The Show Begins at 8:43 p.m.


This Wednesday, Feb. 20, New Englanders will be treated to a total lunar eclipse - the last one until late December, 2010.

Last week's column explained some of the quirks and quiddities underlying lunar eclipses in general. Here, we provide a quick users guide to observing this particular event.

The most practical way to proceed, oddly, is at the middle: The totality peak will be at 10:30 p.m. Here, the moon will be entirely engulfed by Earth's shadow. A dark disc will sit in the southern sky at higher than 60 degrees from the eastern horizon. The black disc, previously a ruddy-hued moon, will be flanked by Saturn to the lower left and Regulus (brightest star of the Leo constellation) to the upper right.

This time is not precisely exact, but it is exactly true. That is, this is not a weather report; it is more than a best estimate regarding probabilities and extrapolations. True, the true peak is one specific moment that will neither register on your watch as the dot of half-past nor will occur to your eyes as sharply distinct from any of the many moments surrounding it. Yet, it simply will happen - and as close to the expected time as you would ever wish from any commuter train. Unless, of course, the weather does not cooperate and clouds get in the way. Even then, the show will go on. It's just that your ticket won't get stamped.

Earth's shadow will begin creeping over the full moon as early as 8:43 p.m. The full moon will already have risen in the south-east three hours prior. If you face south and look left anywhere around 9 p.m., you will see what it could be like to squeeze two weeks of celestial time into less than two hours. That is, the moon will wane from full to gibbous to half to crescent to void right before your eyes.

By 10:01 p.m., totality will have begun. The moon will sit buried in black until 10:52 p.m. At this time, the moon will begin to claw its way out of the shade. During this accelerated waxing stage - lasting until 10 minutes past midnight - the moon will also be inching its way toward Saturn.

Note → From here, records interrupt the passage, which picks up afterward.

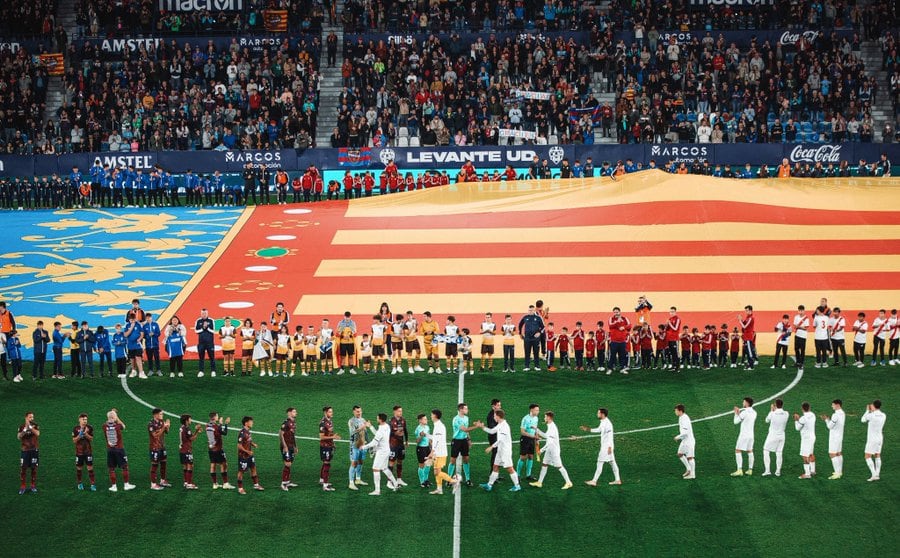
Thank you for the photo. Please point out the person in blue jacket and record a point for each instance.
(175, 347)
(120, 350)
(151, 344)
(104, 349)
(134, 333)
(40, 340)
(14, 354)
(85, 338)
(59, 339)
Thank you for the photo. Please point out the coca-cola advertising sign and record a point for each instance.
(817, 154)
(791, 38)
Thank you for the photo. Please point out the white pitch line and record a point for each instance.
(457, 492)
(786, 389)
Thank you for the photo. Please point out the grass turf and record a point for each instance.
(653, 513)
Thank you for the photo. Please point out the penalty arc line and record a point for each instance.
(786, 389)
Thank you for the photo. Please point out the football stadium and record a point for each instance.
(527, 278)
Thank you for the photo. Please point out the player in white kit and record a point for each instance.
(381, 444)
(777, 419)
(607, 447)
(504, 452)
(806, 426)
(874, 438)
(835, 425)
(551, 451)
(746, 417)
(686, 446)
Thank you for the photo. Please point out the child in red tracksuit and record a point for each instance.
(578, 346)
(696, 346)
(685, 339)
(551, 345)
(602, 337)
(562, 343)
(662, 345)
(590, 349)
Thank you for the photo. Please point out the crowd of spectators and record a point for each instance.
(443, 91)
(466, 15)
(122, 18)
(173, 97)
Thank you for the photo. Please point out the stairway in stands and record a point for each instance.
(56, 87)
(329, 80)
(882, 110)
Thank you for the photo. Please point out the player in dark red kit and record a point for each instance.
(187, 435)
(158, 428)
(28, 436)
(748, 335)
(288, 436)
(215, 429)
(398, 441)
(326, 447)
(115, 450)
(83, 437)
(673, 328)
(246, 459)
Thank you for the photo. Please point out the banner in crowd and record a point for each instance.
(53, 63)
(512, 133)
(112, 48)
(466, 38)
(741, 38)
(201, 5)
(275, 21)
(518, 156)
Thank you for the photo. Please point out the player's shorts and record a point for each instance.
(686, 449)
(874, 447)
(744, 444)
(503, 459)
(551, 458)
(459, 446)
(398, 453)
(422, 453)
(116, 458)
(774, 444)
(806, 446)
(357, 454)
(835, 445)
(605, 456)
(246, 463)
(381, 461)
(29, 458)
(326, 453)
(217, 456)
(526, 446)
(159, 455)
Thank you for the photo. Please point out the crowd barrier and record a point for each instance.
(519, 157)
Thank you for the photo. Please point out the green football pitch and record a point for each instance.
(654, 513)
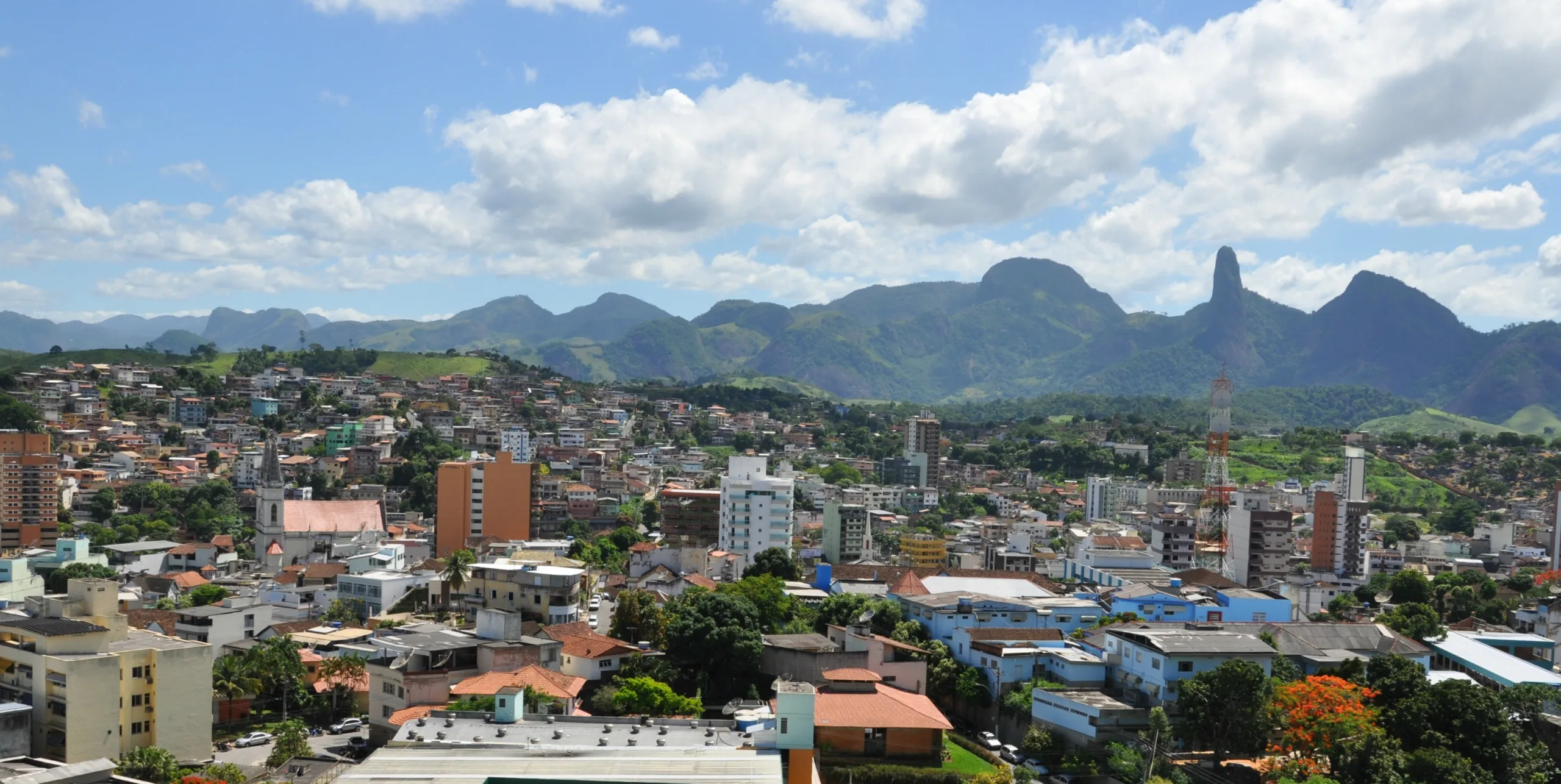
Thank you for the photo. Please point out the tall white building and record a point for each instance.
(516, 441)
(756, 508)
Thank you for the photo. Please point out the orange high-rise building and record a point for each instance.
(481, 499)
(29, 491)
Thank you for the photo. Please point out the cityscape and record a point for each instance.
(781, 393)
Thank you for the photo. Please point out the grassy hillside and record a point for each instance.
(1535, 421)
(1429, 422)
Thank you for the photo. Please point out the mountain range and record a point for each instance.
(1029, 327)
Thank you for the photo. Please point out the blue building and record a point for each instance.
(1181, 602)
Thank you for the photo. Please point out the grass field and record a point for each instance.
(1431, 422)
(962, 761)
(1535, 421)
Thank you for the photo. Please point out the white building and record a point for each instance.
(756, 508)
(516, 441)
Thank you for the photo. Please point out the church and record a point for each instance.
(291, 532)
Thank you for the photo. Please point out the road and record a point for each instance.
(330, 746)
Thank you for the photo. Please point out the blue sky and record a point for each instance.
(413, 159)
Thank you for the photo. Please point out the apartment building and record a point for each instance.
(99, 688)
(756, 508)
(846, 533)
(483, 499)
(536, 591)
(1260, 540)
(29, 491)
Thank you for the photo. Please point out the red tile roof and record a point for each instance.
(332, 516)
(539, 679)
(885, 707)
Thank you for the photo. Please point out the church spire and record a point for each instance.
(271, 466)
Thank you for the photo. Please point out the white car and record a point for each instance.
(254, 739)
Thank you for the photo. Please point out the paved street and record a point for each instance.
(333, 746)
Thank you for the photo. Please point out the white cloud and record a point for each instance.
(90, 115)
(867, 20)
(18, 294)
(706, 71)
(388, 10)
(590, 7)
(651, 38)
(1277, 118)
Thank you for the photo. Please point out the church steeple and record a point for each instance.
(271, 466)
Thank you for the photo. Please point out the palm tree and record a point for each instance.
(233, 677)
(458, 568)
(342, 672)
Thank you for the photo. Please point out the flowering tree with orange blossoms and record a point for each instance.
(1318, 715)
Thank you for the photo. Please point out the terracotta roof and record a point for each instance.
(885, 707)
(909, 586)
(693, 579)
(141, 619)
(352, 685)
(186, 580)
(411, 715)
(539, 679)
(332, 516)
(851, 675)
(597, 646)
(562, 632)
(1013, 635)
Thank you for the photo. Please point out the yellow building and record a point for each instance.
(99, 688)
(924, 551)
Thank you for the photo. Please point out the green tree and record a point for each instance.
(154, 764)
(714, 636)
(59, 580)
(293, 741)
(1226, 710)
(1415, 621)
(648, 697)
(104, 505)
(208, 594)
(1410, 586)
(458, 569)
(776, 563)
(639, 618)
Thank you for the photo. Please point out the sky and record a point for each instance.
(416, 159)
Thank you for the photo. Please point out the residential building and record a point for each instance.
(1259, 540)
(756, 508)
(846, 533)
(377, 591)
(924, 551)
(224, 624)
(1171, 540)
(483, 499)
(537, 591)
(29, 491)
(101, 688)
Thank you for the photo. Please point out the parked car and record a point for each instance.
(254, 739)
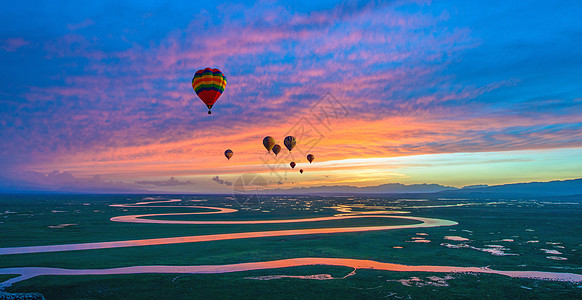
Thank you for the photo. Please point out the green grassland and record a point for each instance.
(556, 226)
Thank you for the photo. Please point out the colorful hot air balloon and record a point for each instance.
(209, 85)
(290, 142)
(269, 143)
(276, 149)
(228, 153)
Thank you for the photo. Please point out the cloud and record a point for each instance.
(76, 26)
(13, 44)
(170, 182)
(220, 181)
(62, 182)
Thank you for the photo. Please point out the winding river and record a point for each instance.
(30, 272)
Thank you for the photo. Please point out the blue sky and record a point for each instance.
(103, 88)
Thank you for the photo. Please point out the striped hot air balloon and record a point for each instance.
(269, 143)
(276, 149)
(228, 153)
(209, 85)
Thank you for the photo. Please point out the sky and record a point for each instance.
(450, 92)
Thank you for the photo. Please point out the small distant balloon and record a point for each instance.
(269, 143)
(209, 84)
(276, 149)
(290, 142)
(228, 153)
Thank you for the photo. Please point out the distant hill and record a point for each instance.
(389, 188)
(537, 189)
(541, 189)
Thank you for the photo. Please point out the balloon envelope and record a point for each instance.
(276, 149)
(269, 143)
(228, 153)
(290, 142)
(209, 84)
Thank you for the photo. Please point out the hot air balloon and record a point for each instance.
(209, 85)
(276, 149)
(290, 142)
(228, 153)
(269, 143)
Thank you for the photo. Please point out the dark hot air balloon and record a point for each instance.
(276, 149)
(209, 85)
(269, 143)
(228, 153)
(290, 142)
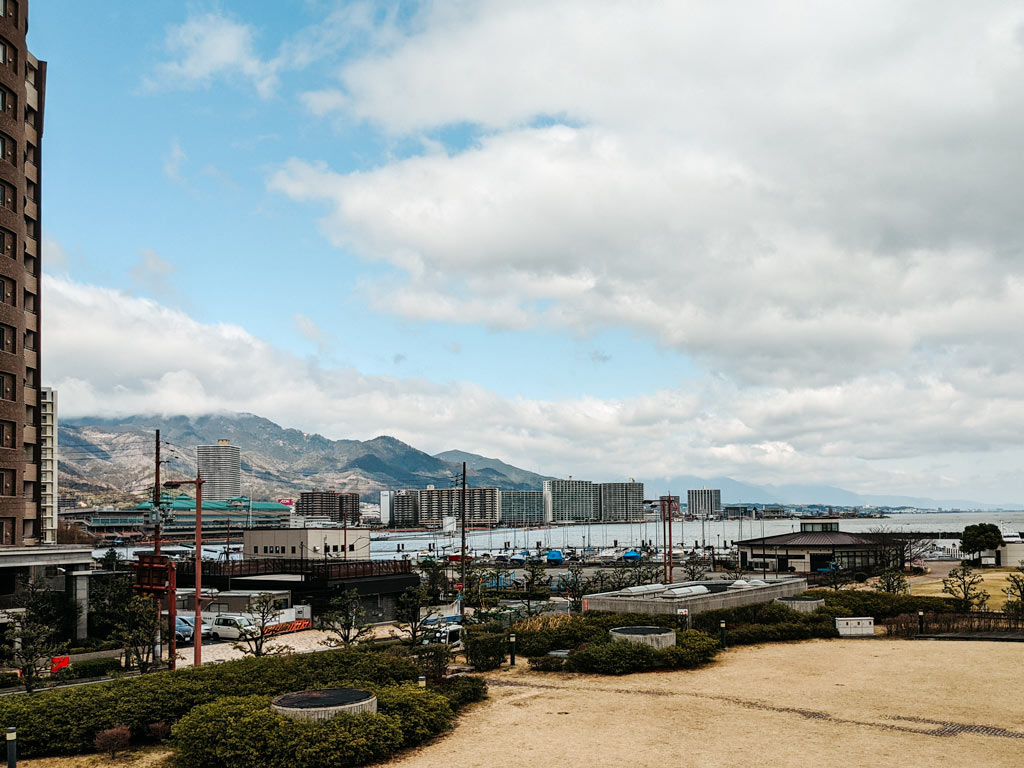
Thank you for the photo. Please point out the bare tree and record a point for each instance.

From our perspective, the moon will be trekking west - rightward. Even though Saturn is on the moon's left, it, like everything in the southern canopy, spends its nights moving west. It just does so "faster" than the moon. So, as the moon emerges from obscurity, it will simultaneously bridge the gap to the ringed gas giant.

 

 


Daniel Yaverbaum teaches science and is director of Berkshire School's Dixon Observatory.